Wednesday, January 14, 2009

Spinning

I am shifting uncomfortably to remain straight and keep my cheeks from falling asleep on the uneven seat. There is sweat and grime between my toes car is hot with the breath of the six other passengers. I am in the middle seat, watching the road ahead and trying to anticipate when the bush taxi driver would swerve to avoid another pothole. His careful, steady navigation of the road is unusual for someone getting paid only a few dollars for this all day trip.

In the distance, shimmering heat, salt fields stretching to the horizon, and a large white shape gaining shape on the left side of the road. The driver slows; I can sense his eyes taking in the situation behind Top Gun style sunglasses: a white mini-bus, what we called ndiaye ndiaye had tipped over on the side of the road. I have seen plenty of overturned cars in my time in West Africa, but never an accident so fresh. Baggage is strewn like confetti: red backpack, a blue plastic grocery bag, white sacs left tumbled and shimmering along the asphalt. It looks like leftovers from the Mexican piƱata. I don’t see any ambulance; only a few people boarding another white bus on the other side of the road.
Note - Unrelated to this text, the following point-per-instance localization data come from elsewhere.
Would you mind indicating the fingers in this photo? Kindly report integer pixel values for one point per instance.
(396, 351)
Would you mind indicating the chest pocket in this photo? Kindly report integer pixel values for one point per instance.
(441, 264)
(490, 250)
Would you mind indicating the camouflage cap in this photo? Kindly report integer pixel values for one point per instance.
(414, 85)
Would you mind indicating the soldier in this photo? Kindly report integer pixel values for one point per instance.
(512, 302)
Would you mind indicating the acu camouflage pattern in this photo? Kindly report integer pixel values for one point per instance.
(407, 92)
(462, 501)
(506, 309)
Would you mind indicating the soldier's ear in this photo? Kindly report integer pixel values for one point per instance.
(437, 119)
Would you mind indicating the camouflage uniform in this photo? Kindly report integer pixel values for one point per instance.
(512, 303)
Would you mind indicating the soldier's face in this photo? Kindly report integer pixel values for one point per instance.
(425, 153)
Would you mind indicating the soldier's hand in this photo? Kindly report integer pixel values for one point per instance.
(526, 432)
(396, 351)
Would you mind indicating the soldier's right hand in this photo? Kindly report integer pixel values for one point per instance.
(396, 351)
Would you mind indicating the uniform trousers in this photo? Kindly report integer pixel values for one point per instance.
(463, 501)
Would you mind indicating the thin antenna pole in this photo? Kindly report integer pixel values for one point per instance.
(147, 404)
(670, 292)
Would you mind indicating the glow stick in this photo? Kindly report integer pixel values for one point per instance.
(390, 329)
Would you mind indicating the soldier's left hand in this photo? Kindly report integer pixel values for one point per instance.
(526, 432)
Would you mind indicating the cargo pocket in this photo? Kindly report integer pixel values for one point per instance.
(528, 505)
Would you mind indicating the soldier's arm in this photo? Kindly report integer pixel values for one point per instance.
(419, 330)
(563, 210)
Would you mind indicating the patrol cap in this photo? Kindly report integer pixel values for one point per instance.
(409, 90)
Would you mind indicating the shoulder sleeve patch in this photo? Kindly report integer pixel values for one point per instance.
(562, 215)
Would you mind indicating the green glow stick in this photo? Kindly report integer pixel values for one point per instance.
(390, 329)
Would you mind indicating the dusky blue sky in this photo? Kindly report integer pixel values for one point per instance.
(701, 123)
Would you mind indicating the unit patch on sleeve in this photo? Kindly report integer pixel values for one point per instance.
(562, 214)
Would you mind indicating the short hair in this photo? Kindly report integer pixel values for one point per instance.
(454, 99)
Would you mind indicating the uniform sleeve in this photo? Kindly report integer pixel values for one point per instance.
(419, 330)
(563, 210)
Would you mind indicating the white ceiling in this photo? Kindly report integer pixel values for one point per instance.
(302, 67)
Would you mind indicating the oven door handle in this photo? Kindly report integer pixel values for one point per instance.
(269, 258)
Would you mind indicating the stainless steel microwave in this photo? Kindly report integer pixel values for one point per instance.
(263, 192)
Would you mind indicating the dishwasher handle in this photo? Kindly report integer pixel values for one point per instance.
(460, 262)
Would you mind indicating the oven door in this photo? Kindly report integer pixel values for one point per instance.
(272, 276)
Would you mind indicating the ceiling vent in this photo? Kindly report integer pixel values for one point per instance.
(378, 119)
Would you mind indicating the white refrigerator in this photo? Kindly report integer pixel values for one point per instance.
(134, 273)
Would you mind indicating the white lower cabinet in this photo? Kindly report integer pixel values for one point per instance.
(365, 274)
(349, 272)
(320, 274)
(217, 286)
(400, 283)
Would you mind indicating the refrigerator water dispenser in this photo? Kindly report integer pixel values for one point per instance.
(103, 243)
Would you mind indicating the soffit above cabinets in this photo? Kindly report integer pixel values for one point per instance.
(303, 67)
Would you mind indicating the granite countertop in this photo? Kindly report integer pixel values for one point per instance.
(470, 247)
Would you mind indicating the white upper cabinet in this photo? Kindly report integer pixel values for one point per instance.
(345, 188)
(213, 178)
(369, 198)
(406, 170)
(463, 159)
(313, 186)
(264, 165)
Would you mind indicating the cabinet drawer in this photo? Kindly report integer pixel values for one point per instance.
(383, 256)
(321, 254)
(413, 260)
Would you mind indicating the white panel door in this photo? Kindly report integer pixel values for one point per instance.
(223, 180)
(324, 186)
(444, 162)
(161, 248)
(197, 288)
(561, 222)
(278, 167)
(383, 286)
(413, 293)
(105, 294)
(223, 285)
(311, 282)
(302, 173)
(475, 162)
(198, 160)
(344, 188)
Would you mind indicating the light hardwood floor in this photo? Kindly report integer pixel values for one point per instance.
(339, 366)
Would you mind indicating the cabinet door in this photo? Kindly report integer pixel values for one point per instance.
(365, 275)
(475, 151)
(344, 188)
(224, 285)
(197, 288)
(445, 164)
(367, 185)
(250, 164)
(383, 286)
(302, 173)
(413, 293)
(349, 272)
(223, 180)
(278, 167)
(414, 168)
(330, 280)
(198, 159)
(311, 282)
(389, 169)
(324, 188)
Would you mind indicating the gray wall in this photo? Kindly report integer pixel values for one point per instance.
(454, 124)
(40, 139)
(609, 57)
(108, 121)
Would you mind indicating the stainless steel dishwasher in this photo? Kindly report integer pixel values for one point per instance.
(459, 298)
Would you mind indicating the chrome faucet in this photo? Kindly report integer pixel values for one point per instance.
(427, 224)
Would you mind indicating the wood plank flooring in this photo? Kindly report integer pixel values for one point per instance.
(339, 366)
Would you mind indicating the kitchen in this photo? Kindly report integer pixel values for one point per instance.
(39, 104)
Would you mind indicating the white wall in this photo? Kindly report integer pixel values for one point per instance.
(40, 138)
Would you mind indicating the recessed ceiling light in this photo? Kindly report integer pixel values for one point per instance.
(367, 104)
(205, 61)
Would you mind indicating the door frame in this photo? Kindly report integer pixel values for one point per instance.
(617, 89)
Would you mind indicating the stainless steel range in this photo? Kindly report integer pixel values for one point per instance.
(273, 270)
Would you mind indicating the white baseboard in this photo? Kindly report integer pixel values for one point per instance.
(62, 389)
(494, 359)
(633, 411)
As I glance back for one final look at the wreckage, I catch the hard eyes of the woman in the seat behind me. Her eyes are staring straight at me and her face is stiff. I turn back around noticing Ellens’ hand is still clenched onto her heart in a gesture of disbelief and sorrow. I try to focus on the road ahead rather than on the silence in the small car.
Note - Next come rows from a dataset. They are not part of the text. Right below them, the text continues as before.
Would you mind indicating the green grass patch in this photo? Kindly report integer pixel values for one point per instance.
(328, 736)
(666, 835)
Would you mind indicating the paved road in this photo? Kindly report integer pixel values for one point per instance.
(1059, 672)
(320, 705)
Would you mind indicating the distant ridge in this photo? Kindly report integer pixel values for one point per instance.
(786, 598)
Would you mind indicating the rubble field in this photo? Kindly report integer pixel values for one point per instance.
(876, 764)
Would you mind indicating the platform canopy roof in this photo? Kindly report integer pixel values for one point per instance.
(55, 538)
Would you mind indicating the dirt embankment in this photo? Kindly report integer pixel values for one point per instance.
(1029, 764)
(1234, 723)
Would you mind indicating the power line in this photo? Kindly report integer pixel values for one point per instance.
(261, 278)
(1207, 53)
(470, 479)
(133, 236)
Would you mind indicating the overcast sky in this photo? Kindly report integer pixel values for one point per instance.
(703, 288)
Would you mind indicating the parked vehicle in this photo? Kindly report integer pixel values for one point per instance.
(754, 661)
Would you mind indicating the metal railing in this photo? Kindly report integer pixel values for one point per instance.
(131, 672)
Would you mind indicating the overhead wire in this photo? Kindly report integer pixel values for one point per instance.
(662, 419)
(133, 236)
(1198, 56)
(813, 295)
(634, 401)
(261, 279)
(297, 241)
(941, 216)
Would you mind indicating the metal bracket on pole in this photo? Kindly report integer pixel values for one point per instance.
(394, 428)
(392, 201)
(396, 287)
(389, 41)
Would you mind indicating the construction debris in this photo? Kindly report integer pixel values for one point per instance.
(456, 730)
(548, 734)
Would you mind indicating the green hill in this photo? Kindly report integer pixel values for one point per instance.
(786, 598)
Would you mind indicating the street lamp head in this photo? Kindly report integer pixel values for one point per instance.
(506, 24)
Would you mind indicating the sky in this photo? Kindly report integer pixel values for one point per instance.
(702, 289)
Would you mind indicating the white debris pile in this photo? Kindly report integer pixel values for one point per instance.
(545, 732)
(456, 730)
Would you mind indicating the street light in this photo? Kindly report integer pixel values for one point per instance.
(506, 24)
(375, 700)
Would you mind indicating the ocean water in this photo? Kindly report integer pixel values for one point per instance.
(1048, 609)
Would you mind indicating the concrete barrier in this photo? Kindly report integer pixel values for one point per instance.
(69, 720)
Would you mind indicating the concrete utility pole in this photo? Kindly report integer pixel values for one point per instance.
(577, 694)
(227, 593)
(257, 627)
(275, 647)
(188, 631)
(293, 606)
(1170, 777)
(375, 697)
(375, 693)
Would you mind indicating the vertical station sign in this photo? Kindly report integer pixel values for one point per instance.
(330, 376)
Not five minutes down the road, I see a bright blue ndiaye ndiaye coming fast towards us. I watch as it veers suddenly left as if the driver had nearly missed his turn off. The bus does not slow, and its momentum carries it across the road. My hand drifts to my open mouth as slowly, the weight and momentum carry the top of the bus towards me and tips, strewing suitcases and baggage towards us like gifts for the highway gods. The front driver side wheel spins against the backdrop of clear blue sky. We slow to a stop, and the driver leaps out without turning off the engine, picking up a suitcase that has been hurled 20 feet towards us. A young man steps out of the back door followed by a young woman with a baby. There must be at least 25 people in that bus but not too many are coming out quickly. After a few minutes, our driver gets back in the taxi and puts it into gear. To the sounds of the other passengers, he grumbles that there is not much gas left in the vehicle and if turns off the engine he will not be able to restart it. As we pass the toppled bus, glass shards glitter in the hot sun, the low wail of a woman emanates from the interior, the tire spins endlessly into the hot afternoon.
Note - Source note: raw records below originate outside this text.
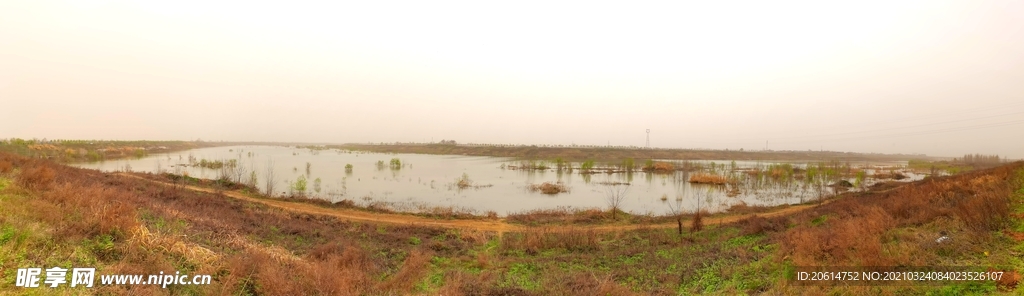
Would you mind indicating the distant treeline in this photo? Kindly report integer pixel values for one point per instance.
(619, 154)
(978, 159)
(81, 151)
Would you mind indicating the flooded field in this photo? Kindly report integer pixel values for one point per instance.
(479, 184)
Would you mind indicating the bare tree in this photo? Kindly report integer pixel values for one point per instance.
(615, 197)
(268, 178)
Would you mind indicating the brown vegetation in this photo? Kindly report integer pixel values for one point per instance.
(659, 167)
(557, 216)
(708, 178)
(549, 188)
(853, 231)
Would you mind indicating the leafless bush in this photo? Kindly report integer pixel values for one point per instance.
(268, 178)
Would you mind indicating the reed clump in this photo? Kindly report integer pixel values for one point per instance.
(549, 187)
(659, 167)
(709, 178)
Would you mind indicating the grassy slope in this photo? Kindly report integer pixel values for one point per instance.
(54, 215)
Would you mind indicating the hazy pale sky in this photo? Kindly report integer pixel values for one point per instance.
(942, 78)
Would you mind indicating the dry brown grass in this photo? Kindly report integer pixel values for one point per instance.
(5, 166)
(577, 240)
(707, 178)
(558, 216)
(36, 176)
(854, 231)
(549, 187)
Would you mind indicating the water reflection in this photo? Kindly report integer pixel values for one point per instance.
(500, 184)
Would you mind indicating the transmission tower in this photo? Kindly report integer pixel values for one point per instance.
(647, 145)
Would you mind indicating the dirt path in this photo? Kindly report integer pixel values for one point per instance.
(499, 226)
I had so appreciated Dakar: sidewalks, crosswalks, murals and mosaics decorating the intra city byways; huge sculptures on the side of the road made me feel welcome and safe. Now, only a few hours outside the capital city, I see two overturned buses, and wonder at the human cost. Soon after passing the buses we abandoned the paved road all together, opting for bouncy dirt tracks and dust filled nostrils rather than the minefield of potholes on the government kept road.

Sometimes I feel like that tipped tire, spinning and spinning in the hot open air; What am I doing here if the government cant even make the commitment to take care of its people, to keep its roads safe? Am I just burning open air? I remember the silence. Sometimes I find the answer to these questions in the bright faces of the people I work with; Sometimes all I can remember is the silence of that car, filling the space where I would scream until I saw change.